- Ring Road in red

Route information
- Maintained by Jaipur Development Authority
- Length: 147 km (91 mi)

Location
- Country: India
- State: Rajasthan

Highway system
- Roads in India; Expressways; National; State; Asian; State Highways in Rajasthan

= Ring Road, Jaipur =

Road in Rajasthan, India

The Ring Road (also known as NH 148C) is a 147 kilometres ring road encircling the city of Jaipur, Rajasthan, India. It is built by Jaipur Development Authority (JDA). The expressway is designed for speeds up to 120 km/h. Construction of the Ring Road around Jaipur was conceived by PWD in December 2000 on BOT basis. In Phase I & II, a road with a length of 47 km will be constructed in the south of Jaipur, connecting Ajmer Road, Tonk Road and Agra Road. In Phase III, a road with a length of 97.75 km will be constructed in the northern part of Jaipur and will connect Agra Road, Delhi Road, Sikar Road and Ajmer Road.

== Construction ==
The construction contract, valued at ₹900 crore, was awarded to Sanjose-Supreme in May 2011.
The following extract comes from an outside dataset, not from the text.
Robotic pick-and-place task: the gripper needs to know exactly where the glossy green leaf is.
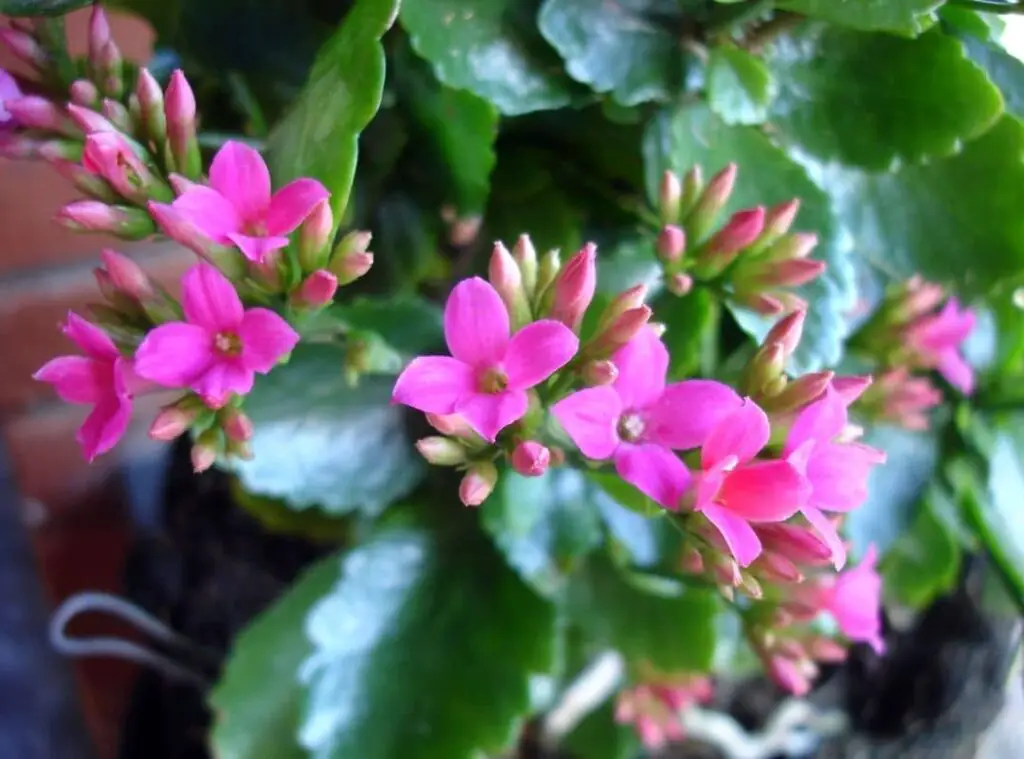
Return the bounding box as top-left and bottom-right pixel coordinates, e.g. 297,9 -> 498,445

It will consist of a six-lane access controlled expressway; a three-lane service road on both sides; a 135 m R&R and an investors' development corridor on both sides. The road is envisaged as a toll-free and signal free expressway.

The project stalled due to deadlock between the JDA and the farmers over compensation to be paid for acquisition of the land. To solve the deadlock the Union ministry of urban development proposed a scheme whereby the land owners would receive 60% of their land area back, instead of the previous 25%, in the form of new regular plots with road access.

==Status updates==
- Mar 2019: 27 km of ring road connecting Tonk Road and Ajmer Road stands completed and inaugurated by Union Road Minister Nitin Gadkari. Construction work on 20 km of ring road connecting Tonk Road and Agra Road nearly complete.
- Mar 2020: Work on Agra road portion of Jaipur ring road to start soon as land acquisition hurdle almost cleared.
- Nov 2020: Ring road portion between Tonk Road and Agra road opened for traffic despite cloverleaf part of ring road being still is pending at Agra road.
- Dec 2020: Foundation stone laid for construction of cover lead on Ajmer Road and Tonk Road. Land acquisition yet to be done for cover leaf at Agra road so that will be constructed later.
- Jan 2021: A new 45 km long northern portion of ring road is proposed which will connect Agra Road junction of ring road with Jaipur-Delhi road near Achrol village.JDA plans to construct this portion of ring road.